2.10) MeTiS compatibility library
---------------------------------

In order to ease the adoption of Scotch/PT-Scotch by people who
already developed code based on the MeTiS/ParMeTiS interface, a MeTiS
V3 compatibility library is included in the Scotch package. It
provides stubs for the graph partitioning and ordering routines of
MeTiS/ParMeTiS, but not for the service routines that are comprised
in this package. Consequently, for people willing to use both
libraries, that is, experiment with the graph partitioning features of
Scotch while using the service routines of the genuine MeTiS package,
special measures have to be taken.

A first solution can be to coerce the linker to pick partitioning
routines from the libscotch, and service routines from the
libmetis. This can be done by placing the library names in this
order as arguments to the linker command. Yet, some linkers may still
report an error, as some symbols are multiply defined.

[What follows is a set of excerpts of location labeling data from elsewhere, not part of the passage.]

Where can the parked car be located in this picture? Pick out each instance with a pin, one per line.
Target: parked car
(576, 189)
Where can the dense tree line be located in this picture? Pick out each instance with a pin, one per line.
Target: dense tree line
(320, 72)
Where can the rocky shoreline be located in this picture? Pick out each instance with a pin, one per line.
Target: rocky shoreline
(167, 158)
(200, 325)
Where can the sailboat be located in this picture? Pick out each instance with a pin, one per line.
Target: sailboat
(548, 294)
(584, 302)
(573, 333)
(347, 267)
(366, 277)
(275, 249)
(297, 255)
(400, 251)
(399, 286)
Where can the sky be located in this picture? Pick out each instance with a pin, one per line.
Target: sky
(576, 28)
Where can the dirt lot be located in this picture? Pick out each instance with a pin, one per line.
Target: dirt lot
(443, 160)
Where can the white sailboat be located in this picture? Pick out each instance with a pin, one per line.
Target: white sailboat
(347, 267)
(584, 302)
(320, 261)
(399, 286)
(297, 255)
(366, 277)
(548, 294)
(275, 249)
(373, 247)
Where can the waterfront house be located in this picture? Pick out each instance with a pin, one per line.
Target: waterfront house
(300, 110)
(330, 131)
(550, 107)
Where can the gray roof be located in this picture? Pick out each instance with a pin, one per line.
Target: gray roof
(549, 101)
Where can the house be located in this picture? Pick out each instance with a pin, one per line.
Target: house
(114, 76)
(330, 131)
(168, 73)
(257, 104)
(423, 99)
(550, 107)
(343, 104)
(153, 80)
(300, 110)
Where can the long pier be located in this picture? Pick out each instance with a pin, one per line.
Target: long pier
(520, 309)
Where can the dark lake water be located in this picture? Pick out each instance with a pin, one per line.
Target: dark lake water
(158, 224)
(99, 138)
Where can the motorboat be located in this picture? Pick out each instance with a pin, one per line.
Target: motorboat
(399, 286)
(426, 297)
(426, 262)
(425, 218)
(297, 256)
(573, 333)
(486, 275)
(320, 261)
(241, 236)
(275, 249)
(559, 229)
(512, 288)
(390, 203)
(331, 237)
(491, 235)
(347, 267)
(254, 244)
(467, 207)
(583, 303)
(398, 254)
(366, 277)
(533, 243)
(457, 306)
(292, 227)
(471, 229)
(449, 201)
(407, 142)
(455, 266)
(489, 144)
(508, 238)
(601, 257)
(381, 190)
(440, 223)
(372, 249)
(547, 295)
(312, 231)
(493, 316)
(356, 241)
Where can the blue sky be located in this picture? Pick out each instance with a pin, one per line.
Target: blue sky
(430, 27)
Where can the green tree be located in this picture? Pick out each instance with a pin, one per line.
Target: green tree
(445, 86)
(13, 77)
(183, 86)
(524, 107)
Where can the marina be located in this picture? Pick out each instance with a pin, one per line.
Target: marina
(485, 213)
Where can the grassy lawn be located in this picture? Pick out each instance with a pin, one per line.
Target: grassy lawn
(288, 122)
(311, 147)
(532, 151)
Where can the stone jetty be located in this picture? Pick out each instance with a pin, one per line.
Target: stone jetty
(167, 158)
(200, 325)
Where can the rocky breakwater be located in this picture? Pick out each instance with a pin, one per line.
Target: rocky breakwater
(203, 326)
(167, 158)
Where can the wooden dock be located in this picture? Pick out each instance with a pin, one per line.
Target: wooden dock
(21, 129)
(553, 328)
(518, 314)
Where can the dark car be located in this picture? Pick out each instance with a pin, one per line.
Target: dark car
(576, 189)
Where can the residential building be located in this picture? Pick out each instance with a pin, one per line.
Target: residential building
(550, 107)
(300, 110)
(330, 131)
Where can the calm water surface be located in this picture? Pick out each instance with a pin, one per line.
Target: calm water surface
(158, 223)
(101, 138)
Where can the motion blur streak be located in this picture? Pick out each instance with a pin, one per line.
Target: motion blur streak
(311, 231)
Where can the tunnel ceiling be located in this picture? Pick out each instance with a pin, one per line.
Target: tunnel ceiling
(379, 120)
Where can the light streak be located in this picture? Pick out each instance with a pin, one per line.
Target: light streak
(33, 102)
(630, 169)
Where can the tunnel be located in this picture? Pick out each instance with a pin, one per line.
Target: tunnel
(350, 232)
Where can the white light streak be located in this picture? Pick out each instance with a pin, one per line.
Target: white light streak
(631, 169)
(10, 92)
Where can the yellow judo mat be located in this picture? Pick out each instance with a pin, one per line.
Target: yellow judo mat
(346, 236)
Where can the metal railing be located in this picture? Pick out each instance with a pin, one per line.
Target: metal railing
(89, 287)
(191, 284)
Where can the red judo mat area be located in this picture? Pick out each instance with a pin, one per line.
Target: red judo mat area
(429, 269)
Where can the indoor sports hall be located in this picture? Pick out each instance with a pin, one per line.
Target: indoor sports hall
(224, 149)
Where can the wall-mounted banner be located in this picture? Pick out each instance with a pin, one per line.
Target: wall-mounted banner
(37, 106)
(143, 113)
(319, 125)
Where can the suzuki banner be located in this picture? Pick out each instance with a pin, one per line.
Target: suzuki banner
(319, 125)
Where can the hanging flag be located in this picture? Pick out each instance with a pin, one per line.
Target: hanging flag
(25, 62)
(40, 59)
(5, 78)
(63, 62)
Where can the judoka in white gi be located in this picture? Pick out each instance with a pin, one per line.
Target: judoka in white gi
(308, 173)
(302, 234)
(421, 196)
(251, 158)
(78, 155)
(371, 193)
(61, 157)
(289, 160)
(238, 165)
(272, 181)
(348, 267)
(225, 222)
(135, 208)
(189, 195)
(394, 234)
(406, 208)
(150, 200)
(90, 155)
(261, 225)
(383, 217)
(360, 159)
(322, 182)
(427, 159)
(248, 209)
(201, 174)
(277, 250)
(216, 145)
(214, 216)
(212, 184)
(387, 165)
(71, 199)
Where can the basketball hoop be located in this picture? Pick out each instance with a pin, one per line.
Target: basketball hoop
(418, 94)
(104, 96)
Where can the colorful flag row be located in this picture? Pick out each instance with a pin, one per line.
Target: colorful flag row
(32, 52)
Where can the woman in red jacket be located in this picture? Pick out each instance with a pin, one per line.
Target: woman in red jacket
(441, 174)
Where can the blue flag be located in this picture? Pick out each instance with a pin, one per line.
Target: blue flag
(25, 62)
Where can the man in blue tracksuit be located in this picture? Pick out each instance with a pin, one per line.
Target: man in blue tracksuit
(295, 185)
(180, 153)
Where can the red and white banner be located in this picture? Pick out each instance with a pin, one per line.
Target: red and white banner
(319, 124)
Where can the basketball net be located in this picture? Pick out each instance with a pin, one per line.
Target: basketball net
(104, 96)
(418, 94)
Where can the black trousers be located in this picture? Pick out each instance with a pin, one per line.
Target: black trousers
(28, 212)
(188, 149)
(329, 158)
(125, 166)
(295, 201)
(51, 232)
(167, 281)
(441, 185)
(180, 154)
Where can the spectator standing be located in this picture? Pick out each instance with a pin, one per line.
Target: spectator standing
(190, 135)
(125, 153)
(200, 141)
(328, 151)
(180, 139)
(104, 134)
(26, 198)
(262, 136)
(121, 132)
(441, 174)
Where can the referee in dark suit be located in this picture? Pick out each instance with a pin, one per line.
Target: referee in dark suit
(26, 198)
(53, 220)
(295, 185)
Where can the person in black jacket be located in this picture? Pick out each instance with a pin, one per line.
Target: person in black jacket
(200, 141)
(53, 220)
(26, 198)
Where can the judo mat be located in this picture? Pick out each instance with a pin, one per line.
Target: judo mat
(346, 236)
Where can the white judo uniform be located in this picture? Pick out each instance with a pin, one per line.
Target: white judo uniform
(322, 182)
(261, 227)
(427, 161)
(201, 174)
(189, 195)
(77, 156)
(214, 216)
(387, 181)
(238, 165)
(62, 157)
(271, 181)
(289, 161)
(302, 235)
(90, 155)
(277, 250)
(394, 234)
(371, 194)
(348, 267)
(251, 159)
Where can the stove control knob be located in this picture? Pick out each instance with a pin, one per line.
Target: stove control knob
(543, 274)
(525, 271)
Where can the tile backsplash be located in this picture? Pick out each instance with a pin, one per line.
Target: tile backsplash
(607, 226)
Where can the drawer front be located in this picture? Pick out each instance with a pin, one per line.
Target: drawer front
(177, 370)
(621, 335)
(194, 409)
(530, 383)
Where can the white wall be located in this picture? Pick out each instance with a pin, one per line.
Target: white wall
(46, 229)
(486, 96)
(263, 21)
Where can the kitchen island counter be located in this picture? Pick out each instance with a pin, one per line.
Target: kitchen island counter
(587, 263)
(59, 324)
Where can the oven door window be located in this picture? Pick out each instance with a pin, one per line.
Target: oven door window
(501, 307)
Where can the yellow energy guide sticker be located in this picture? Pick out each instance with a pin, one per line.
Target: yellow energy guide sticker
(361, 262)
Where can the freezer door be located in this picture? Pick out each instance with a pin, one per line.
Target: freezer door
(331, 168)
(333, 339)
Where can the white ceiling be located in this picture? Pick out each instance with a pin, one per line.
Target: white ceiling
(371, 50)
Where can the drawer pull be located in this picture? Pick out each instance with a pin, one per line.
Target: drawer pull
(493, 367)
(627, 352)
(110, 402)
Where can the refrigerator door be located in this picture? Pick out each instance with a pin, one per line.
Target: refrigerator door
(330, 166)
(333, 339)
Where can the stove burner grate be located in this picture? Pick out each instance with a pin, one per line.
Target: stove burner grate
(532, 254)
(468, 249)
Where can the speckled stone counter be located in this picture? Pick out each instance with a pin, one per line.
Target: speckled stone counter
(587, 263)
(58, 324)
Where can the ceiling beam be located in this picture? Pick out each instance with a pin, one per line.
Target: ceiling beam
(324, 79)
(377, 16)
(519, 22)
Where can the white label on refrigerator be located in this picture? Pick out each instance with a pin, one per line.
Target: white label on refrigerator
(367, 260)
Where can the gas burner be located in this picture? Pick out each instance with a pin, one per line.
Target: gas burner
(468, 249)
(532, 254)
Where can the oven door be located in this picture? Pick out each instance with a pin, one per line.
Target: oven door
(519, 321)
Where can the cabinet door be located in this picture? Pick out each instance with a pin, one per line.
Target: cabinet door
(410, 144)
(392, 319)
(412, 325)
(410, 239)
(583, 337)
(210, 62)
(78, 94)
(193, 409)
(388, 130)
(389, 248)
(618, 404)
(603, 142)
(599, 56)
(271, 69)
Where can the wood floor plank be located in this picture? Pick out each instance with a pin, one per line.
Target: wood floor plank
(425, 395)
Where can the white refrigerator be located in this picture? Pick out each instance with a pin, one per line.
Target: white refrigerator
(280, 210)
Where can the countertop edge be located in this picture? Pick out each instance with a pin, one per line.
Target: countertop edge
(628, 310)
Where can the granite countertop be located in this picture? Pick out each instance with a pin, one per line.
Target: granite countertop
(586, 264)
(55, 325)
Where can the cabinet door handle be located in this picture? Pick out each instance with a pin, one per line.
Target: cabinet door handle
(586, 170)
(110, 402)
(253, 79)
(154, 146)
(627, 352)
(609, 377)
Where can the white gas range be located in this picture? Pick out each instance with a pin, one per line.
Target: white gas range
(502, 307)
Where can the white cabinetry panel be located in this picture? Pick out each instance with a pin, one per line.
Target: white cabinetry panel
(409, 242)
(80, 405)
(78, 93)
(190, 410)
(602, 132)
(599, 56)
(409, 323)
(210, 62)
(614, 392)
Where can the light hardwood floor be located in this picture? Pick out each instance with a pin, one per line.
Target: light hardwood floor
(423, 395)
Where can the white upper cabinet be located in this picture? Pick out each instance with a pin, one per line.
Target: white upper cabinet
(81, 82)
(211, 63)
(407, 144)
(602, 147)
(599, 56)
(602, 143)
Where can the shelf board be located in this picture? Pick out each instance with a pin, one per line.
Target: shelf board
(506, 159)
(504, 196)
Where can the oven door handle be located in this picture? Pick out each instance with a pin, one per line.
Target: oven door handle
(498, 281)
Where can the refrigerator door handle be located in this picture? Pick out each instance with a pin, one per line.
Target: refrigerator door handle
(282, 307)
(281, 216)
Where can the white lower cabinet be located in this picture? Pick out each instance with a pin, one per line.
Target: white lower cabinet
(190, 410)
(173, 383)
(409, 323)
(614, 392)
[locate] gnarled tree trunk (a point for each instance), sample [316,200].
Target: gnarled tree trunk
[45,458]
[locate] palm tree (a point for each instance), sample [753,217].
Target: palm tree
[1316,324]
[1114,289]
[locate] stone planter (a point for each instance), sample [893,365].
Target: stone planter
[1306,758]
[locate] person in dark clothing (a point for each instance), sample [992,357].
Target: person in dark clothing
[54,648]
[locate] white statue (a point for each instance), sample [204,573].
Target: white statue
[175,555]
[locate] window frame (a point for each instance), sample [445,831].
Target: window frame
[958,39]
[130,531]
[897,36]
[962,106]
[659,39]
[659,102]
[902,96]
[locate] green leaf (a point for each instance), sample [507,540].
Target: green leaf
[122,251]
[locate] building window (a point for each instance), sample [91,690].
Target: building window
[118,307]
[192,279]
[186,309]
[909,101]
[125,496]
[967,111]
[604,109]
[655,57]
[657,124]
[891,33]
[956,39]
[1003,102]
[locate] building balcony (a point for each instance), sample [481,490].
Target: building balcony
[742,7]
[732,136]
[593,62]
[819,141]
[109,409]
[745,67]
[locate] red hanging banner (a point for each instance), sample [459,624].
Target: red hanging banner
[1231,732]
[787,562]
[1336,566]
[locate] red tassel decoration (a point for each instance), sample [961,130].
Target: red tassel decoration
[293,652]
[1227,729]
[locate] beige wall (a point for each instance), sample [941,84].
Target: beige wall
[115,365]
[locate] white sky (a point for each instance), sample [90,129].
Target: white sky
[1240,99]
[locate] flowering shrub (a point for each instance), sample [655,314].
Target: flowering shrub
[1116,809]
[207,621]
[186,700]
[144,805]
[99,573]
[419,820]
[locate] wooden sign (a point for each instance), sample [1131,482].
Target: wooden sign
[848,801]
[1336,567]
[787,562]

Alternately, the names of the compatibility routines can be changed so
as to avoid conflicts. When the "-DSCOTCH_METIS_PREFIX" flag is set at
compile time, all Scotch versions of the MeTiS routines are prefixed
with "SCOTCH_". Of course, this will require an equivalent change in
the user's application code.

An advantage of the Scotch/PT-Scotch stubs over the genuine
MeTiS/ParMeTiS V3 routines is that they can be available in a 64-bit
version. In this case, all int's that were passed to MeTiS/ParMeTiS
routines must be replaced by 64-bit integer values (even the option
configuration values). However, in this case, one will not be able to
link against the service routines of the genuine MeTiS/ParMeTiS V3
library, as the latter is only available as a 32-bit implementation.


3) Compilation
==============

Once you have performed the configuration of the "Makefile.inc" file,
compile the Scotch distribution by typing "make scotch", or just
"make", in the current "src/" working directory. To compile the
PT-Scotch distribution, type "make ptscotch" in the same "src/"
directory. This can be done in any order. Typing "make scotch
ptscotch" to compile both is equivalent to typing "make ptscotch"
alone, since PT-Scotch requires Scotch.

The most common problem you may encounter when trying to compile
PT-Scotch on a new platform relates to the "dummysizes" and
"ptdummysizes" executables. The purpose of these programs is to
determine, on the target platform, the sizes of the opaque data
structures of Scotch and PT-Scotch, respectively. They have to be
compiled and run before any library function can be compiled. The
sequential case poses no specific problems, as "dummysizes" is always
compiled with the same command as the one used to compile the
sequential Scotch package (hence, "CCD=$(CCS)" when executing "make
scotch"). In the parallel case, "ptdummysizes" has to take into
account the sizes of some MPI data structures, such as MPI_Comm, and
the most common way to have access to this information is to use some
flavor of MPI-aware compilers such as "mpicc" which automatically
refer to "mpi.h". Therefore, "CCD=mpicc" will work for most systems
and MPI implementations. Yet, on some platforms, programs compiled for
parallel execution cannot be run interactively. Moreover,
"ptdummysizes" itself does not contain any MPI calls, as it just wants
to know the sizes of the data structures, and the communication
susbystem of the platform may not want to run it. In any of these
cases, compilation will break. It is possible to solve this problem by
specifying, in the CCD variable of "Makefile.inc", how to compile
"ptdummysizes" sequentially but with knowledge of the location of the
"mpi.h" include file, for instance with the following line: "CCD =
my_sequential_cc -I/path/to/my/mpi/implementation/include/dir/".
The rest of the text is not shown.